The paraffin-embedded sections were stained with hematoxylin and eosin (H&E) or Masson’s trichrome. A single pathologist, who was blinded to the experimental details, using light microscopy (400 × magnification), performed liver histological analysis. The NAFLD activity score (NAS) was calculated using the Nonalcoholic Steatohepatitis Clinical Research Network (NASH CRN) scoring system61. This scoring system analyzes four components to evaluate histological changes of NAFLD, and each component is scored, based on the degree of morphological change, as follows: steatosis grade (0–3), lobular inflammation (0–3), hepatocellular ballooning (0–2), and fibrosis score (0, 1a, 1b, 1c, 2, 3, 4). The NAS was calculated as the sum of the scores for steatosis, lobular inflammation, and hepatocellular ballooning.
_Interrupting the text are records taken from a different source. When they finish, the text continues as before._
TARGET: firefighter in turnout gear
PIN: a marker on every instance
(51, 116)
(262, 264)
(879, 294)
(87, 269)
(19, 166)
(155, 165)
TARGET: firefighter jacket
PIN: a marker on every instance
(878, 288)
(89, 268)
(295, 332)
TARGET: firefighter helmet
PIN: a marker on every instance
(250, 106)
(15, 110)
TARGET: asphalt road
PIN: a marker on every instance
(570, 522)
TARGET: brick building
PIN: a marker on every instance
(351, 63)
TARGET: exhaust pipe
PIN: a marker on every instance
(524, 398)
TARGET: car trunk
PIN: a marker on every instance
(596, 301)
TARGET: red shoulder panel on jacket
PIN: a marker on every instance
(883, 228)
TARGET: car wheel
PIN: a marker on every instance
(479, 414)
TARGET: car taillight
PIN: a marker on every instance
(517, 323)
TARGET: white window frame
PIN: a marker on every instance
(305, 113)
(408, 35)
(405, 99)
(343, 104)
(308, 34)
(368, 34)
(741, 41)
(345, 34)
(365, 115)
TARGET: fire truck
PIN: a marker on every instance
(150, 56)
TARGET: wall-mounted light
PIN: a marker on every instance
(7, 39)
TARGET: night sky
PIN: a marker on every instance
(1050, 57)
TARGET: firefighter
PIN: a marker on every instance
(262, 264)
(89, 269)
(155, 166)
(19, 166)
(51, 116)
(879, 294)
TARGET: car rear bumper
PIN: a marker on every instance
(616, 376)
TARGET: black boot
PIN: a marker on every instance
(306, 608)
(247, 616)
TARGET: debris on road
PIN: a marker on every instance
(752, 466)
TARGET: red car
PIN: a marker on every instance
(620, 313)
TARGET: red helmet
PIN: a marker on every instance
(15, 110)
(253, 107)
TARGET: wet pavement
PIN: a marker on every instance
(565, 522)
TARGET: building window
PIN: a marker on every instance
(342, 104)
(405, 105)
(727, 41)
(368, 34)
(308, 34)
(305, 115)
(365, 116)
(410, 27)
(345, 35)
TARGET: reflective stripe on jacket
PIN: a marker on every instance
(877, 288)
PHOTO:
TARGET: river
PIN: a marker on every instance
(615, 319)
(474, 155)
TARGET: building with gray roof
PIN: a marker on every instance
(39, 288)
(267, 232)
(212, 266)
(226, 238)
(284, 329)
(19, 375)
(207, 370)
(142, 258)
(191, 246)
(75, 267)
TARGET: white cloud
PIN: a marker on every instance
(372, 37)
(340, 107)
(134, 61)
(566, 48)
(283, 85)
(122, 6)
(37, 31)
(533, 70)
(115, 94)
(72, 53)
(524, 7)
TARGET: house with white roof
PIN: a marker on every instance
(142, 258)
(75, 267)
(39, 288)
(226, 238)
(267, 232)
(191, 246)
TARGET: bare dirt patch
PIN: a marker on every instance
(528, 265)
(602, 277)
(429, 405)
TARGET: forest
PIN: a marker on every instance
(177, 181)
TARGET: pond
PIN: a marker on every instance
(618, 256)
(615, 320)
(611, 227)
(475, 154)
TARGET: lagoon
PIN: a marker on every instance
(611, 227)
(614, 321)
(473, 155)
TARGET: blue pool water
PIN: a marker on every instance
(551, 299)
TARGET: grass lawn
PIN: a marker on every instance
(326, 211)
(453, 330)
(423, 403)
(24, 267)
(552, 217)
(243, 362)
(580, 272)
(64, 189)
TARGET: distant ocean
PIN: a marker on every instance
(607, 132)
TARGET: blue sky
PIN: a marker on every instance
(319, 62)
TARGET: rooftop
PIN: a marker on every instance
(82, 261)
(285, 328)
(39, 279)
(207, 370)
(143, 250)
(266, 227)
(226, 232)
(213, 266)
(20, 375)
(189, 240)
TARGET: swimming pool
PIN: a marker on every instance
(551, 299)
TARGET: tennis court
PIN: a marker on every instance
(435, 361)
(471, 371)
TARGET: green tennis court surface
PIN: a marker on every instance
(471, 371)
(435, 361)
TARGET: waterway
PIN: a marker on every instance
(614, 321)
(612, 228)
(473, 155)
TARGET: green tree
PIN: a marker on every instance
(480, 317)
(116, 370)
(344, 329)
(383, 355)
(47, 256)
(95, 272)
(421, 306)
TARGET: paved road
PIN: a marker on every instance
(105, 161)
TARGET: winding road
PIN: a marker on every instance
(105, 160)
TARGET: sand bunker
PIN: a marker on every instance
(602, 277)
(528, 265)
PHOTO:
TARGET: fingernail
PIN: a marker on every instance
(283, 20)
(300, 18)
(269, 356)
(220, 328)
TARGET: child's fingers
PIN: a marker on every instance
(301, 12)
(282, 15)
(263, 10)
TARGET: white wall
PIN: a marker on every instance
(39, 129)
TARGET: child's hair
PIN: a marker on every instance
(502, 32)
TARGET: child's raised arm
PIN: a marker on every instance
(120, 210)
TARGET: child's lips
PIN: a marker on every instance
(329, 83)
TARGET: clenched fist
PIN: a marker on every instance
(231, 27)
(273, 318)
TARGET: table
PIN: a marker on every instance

Quantitative real-time PCR

Total hepatic RNA was extracted using TRIzol reagent (Invitrogen Corp., Carlsbad, CA, USA) according to the manufacturer’s instructions. Total RNA (1 μg) was reverse transcribed using AMV reverse transcriptase (TaKaRa Bio., Kyoto, Japan). Real-time polymerase chain reactions (PCR) were conducted using the Power SYBR Green PCR master mix (Applied Biosystems Inc., Foster City, CA, USA) in the StepOne Plus real-time PCR system (Applied Biosystems). Bioneer (Daejeon, Republic of Korea) designed the PCR primers. Primer sequences and PCR conditions are shown in Table 3. Each mRNA level was normalized to the β-actin mRNA level.

Western blot analysis

Liver tissues were lysed in radioimmunoprecipitation assay (RIPA) lysis buffer (iNtRON Biotechnology, Seongnam-si, Gyeonggi-do, Republic of Korea). Samples were centrifuged at 13,000 rpm × 20 min at 4 ºC. Protein concentrations were quantified by the Bradford method. Proteins were loaded onto a 10% acrylamide gel, separated using SDS-PAGE, and transferred onto polyvinylidene difluoride membranes (Millipore). The membranes were incubated overnight at 4 °C in Tris-buffered saline-Tween 20 (TBST) with primary antibodies (1:1000 dilution) against the following: immunoglobulin heavy chain-binding protein (BiP, Cell Signaling Biotechnology, Beverly, MA, USA), phosphorylated inositol-requiring enzyme 1 (p-IRE1, Abcam), total IRE1 (t-IRE1, Abcam), x-box binding protein 1 (XBP-1, Abcam), and β-actin (Santa Cruz Biotechnology, Santa Cruz, CA, USA). After washing, the membranes were incubated with horseradish peroxidase-conjugated goat secondary antibodies (anti-rabbit or mouse antibodies, 1:5000 dilution, Thermo Scientific, Rockford, IL, USA) at room temperature for 1 h. Immunoreactive bands were enhanced and detected by chemiluminescence (ECL, Millipore), and band densities were quantified using ImageJ software (National Institutes of Health, Bethesda, MD, USA). To simultaneously investigate the expression of several proteins of different sizes on one membrane, the membrane was cut into sections and identified by attaching different antibodies. Therefore, we provided a cropped image rather than a full-length western blot image.

Statistical analysis

Data were expressed as either mean ± SE or median with interquartile range. Each experiment was repeated in triplicate. Statistical analysis was performed using SPSS 18.0 software (Chicago, IL, USA). One-way analysis of variance was used followed by a post-hoc test with the Bonferroni procedure when data were normally distributed. Data not normally distributed were evaluated using the Kruskal–Wallis test; significant differences for multiple comparisons between groups were determined using the Mann–Whitney U-test with adjustment of the significance level for the decision criteria using a Bonferroni type adjustment. Statistical significance was defined as P < 0.05.